All too often, I could only smile and plead ignorance. There was no Pan-Martian family message center or database easily accessible from Earth. I took a note on my slate to have Majumdar set one up; good for PR. Ex-Martians on Earth could be valuable allies, I thought, and Miriam excepted, we didn’t use them very often.

During a break at the reception, I asked Miriam how often Martian BMs approached her, directly from Mars. “About once a year,” she said, smiling. I said that was deplorable, and she patted my shoulder. “We are such trusting and insular creatures,” she said. “By the time you leave here, you’ll know only too well what we’re up against, and how far we have to go to get in the spin…”

I made a note on my slate that we should sign Miriam to Majumdar exclusively — but didn’t that contradict the spirit of unity we were working so hard to demonstrate?

Visiting offices of members of Congress, I quickly noticed a remarkable lack of attention to Bithras’s hints at what our proposals might be. Bithras fell into a dark and snappish mood at the end of a grueling day of office-hopping.

“They don’t much care,” he said, accepting a glass of wine from Allen as we rested in our suite. “That is very puzzling.”

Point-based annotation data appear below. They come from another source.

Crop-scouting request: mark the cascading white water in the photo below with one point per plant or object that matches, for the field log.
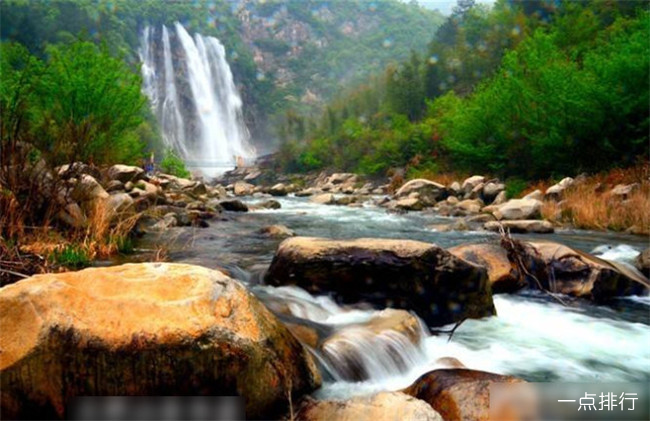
(194, 97)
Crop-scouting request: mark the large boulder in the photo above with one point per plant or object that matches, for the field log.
(144, 329)
(579, 274)
(429, 192)
(242, 188)
(323, 199)
(556, 191)
(381, 406)
(87, 189)
(458, 393)
(525, 226)
(388, 330)
(504, 276)
(277, 231)
(124, 173)
(519, 209)
(279, 190)
(642, 262)
(422, 277)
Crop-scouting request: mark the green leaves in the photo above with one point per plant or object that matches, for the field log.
(82, 104)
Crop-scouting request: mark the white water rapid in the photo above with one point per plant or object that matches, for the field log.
(194, 97)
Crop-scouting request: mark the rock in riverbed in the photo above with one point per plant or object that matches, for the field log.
(524, 226)
(459, 394)
(144, 329)
(504, 276)
(413, 275)
(382, 406)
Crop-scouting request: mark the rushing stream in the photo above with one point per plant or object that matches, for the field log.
(533, 336)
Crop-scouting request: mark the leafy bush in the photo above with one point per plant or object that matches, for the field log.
(174, 165)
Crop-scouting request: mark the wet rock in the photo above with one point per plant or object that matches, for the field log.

Mornings, ex net and LitVid interviews, conducted from a studio in the Capitol; afternoons, more interviews from a studio in the hotel; then lunches with major financiers who listened and smiled, but promised nothing; finally, dinners with congressional staffers, full of curiosity and enthusiasm, but who also revealed little and promised nothing.

Visits to schools in Washington and Virginia, usually over ed-nets from our hotel room… A quick train journey to Pennsylvania to meet with Amish Friends of Sylvan Earth, who had finally accepted the use of computers, but not thinkers. Back to Washington … A guided tour of the Library of Congress and the Smithsonian Air and Space Museum .

The original Library of Congress had been sealed in helium and was accessible now only in pressure suits. We were not offered the chance to go in. Arbeiters roamed its halls, guarding and tracking its countless billions of paper books and periodicals. It had stopped accepting paper copies in 2049; most research was now conducted out of the electronic archives, which filled a small chamber several hundred feet beneath the old library. Alice absorbed as much of the library as she needed, but even her immense reserves of memory would have been taxed by absorbing all.